Wednesday, March 05, 2008

Fallows: Clinton, Obama, and the OODA loop


James Fallows, an Atlantic blogger, is one of the reasons why I subscribed to the dead-tree magazine. While very young, he was a speechwriter for HGM Carter - but I don't hold that against him. He's currently in China and has been many other places in his reportery career. He's also, and I say this with actual respect, very goyish (which means that he has many friends in the military and the business world, has traveled all over and is a pilot - many things that I can't/don't have/do because of my non-goyishness). He knows a lot about politics and speeches, so his political analysis in the primary is instructive. I just wish he could post more often.

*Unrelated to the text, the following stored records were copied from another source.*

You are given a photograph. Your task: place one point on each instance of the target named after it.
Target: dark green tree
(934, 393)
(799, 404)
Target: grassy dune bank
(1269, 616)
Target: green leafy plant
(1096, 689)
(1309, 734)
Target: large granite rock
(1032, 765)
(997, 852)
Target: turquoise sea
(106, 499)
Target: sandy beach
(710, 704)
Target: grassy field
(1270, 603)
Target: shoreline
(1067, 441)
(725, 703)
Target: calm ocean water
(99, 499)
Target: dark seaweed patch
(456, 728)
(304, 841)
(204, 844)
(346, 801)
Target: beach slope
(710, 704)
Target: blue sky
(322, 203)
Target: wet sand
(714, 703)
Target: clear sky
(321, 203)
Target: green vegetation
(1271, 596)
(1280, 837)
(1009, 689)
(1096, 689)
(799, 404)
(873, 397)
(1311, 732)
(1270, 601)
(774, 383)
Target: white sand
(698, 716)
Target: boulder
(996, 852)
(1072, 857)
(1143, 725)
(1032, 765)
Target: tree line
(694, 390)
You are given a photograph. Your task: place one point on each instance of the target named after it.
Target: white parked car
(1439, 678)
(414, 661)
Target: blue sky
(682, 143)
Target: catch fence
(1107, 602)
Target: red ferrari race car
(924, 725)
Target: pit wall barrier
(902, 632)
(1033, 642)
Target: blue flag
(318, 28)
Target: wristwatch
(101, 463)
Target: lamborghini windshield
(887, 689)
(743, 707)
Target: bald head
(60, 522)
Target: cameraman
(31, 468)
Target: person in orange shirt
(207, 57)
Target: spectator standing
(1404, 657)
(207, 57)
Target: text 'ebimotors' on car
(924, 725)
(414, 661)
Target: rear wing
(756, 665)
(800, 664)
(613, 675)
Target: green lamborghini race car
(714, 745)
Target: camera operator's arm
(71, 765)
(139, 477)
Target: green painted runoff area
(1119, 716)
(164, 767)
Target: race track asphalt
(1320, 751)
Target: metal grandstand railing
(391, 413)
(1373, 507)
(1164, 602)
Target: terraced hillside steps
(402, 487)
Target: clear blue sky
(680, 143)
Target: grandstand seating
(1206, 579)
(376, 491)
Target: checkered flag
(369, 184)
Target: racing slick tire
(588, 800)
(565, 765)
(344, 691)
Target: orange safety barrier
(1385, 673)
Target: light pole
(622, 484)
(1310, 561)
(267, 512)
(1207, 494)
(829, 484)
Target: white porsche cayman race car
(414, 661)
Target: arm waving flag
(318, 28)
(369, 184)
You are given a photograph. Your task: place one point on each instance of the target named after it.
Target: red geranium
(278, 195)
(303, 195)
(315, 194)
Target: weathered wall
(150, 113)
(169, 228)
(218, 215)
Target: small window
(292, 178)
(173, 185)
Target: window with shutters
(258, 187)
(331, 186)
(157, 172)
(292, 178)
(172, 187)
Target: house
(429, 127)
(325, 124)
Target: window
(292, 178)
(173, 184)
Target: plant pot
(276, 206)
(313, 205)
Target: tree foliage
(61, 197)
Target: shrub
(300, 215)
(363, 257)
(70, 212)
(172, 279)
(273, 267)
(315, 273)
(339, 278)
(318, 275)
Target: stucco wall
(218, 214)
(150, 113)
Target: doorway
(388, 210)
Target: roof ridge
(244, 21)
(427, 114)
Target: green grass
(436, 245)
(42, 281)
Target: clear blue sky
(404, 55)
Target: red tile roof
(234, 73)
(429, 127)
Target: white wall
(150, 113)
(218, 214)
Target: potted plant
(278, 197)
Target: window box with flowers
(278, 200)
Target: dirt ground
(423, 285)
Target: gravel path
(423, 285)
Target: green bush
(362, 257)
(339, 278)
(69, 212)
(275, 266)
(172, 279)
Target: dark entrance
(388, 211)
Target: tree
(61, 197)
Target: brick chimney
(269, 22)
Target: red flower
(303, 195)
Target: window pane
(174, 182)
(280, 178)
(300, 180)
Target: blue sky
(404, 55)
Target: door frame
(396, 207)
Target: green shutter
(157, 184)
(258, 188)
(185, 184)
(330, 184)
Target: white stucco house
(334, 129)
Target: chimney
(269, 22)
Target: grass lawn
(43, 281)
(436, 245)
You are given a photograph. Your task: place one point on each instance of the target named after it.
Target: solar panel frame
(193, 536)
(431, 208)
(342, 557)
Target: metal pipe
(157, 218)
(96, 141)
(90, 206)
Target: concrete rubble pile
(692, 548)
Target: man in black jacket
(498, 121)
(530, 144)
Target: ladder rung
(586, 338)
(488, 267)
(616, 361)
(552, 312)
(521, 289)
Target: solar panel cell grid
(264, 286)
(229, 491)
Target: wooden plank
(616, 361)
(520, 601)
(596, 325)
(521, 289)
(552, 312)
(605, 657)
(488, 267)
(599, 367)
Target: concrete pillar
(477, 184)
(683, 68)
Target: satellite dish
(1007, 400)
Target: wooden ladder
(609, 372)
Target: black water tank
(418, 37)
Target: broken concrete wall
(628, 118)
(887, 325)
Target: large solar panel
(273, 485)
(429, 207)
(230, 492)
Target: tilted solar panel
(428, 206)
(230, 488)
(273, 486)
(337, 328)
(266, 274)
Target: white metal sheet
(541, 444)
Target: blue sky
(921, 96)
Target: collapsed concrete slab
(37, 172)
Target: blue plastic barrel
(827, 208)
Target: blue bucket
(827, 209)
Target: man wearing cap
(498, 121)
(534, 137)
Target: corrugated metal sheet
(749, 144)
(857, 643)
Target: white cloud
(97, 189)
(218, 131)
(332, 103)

If you've heard anything about the OODA Loop, it's because of Fallows. Read this excellent take on the current battle between Obama and Hillary (it's brilliant because, as usual, he's saying things that I've been saying. I admit that, so sue me): More on Clinton, Obama, and the OODA loop, James Fallows (March 05, 2008), with this especially important bellow:
In a live CNN interview just now, Sen. Clinton repeated, twice, the "Sen. McCain has a lifetime of experience, I have a lifetime of experience, Sen. Obama has one speech in 2002" line. By what logic, exactly, does a member of the Democratic party include the "Sen. McCain has a lifetime of experience" part of that sentence? And I guess with her nonstop references to 2002 she must be talking about Obama's anti-Iraq war speech, not the 2004 convention speech that actually put him on the map.)

I have reached the point of wanting to scream every time I hear about the primacy of "experience," knowing how skillfully the 46-year old Bill Clinton waved that argument away when it was used against him 16 years ago by a sitting President who simply dwarfed him in high-level experience.* But to pose it in a form that is poison for the party should Obama be the nominee??? To produce a clip that the McCain campaign could run unedited every single day of a campaign against Obama? That is something special. (Also, I think she means 2004 for the speech.) If Bill Clinton poisoned the well for other possible Democratic nominees in quite the same way back in 1992, I can't think of it now.

The conclusion of Spinney's (and Gerson's) analysis was that Obama had put Hillary Clinton into a position where in order to win, she had to damage not just him but the party. That is why, as everyone is saying, the big victor today is John McCain, and not just in the obvious way.
Fallows asks implicitly what I will say explicitly: will Hillary come to her senses, and even if she does, has she gone too far to be accepted by the party again?

Pic from here. Backpost finished 2009-11-29.